How can you not root for a team in which Blind Power is also written in Braille on the jersey and the team motto is No Limits? It’s a made-for-TV Just Do It commercial.
Chard Lowden of Santa Rosa, who lost virtually all of his sight two years ago when he suffered an inflation of the optic nerves, rides on the back of a tandem bike, mostly with his step-daughter, Fiona Beall-Metcalfe.
They did the King Ridge GranFondo last year, the full 100-mile ride, and are training for the medio fondo this year.
Before losing his sight in October 2009, he was active in hiking, riding and kayaking and faced the prospect of not being able to do any of that.
“The biggest issue for me was I could not cycle again,” the 60-year-old Lowden said. “I walk still, it is more challenging to hike, but at this point cycling is my main sport.”
Donn Navar of Santa Rosa, who is also 60, suffers from diabetes and has been blind for 30 years and riding with his wife, Genevieve, for the past 10.
Unlike Chard, their’s is now mostly for fitness, recreation and to run errands.
You can draw strength from their stories, considering how vulnerable we all are, just an illness or accident away from similar life-altering conditions.
Lowden and Navar are also fortunate enough to have support of friends, family and a cycling community that stepped up.
Lowden, who only has a little peripheral vision remaining in his left eye and is blind in his right, was able to keep his job at Marmot, a manufacturer of outdoor clothing and equipment. That’s amazing considering that the blind have an 80 percent unemployment rate.
The Sonoma County Bicycle Coalition helped introduce Lowden to cycling on a tandem, finding him a bike for Bike to Work Day last year.
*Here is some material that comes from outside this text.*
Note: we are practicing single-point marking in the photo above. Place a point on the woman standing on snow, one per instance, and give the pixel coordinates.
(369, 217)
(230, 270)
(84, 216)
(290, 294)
Lowden was able to also buy a tandem bike locally and willing captains, the term for the front rider, among Marmot employees and his step-daughter, with whom he does most of his riding.
For the fondo last year, Lowden designed Blind Power jerseys for him, his step-daughter and several other Marmot employees. Lowden said Marmot and the Red Peloton cycling team of Santa Rosa chipped in for the purchase.
Putting your faith and trust in the captain is, as Lowden puts it, a leap of faith.
It is also not easy to be the captain.
“There is that element of looking twice before pulling out,” said Marmot employee Scott Zeliff of Sebastopol. “Your actions are for two people, so you have that little voice in your head.”
Zeliff is also riding in the fondo Oct. 1, although not as Lowden’s captain, and will be wearing the Blind Power jersey.
“If Chard is doing it, I am flying the flag,” Zeliff said.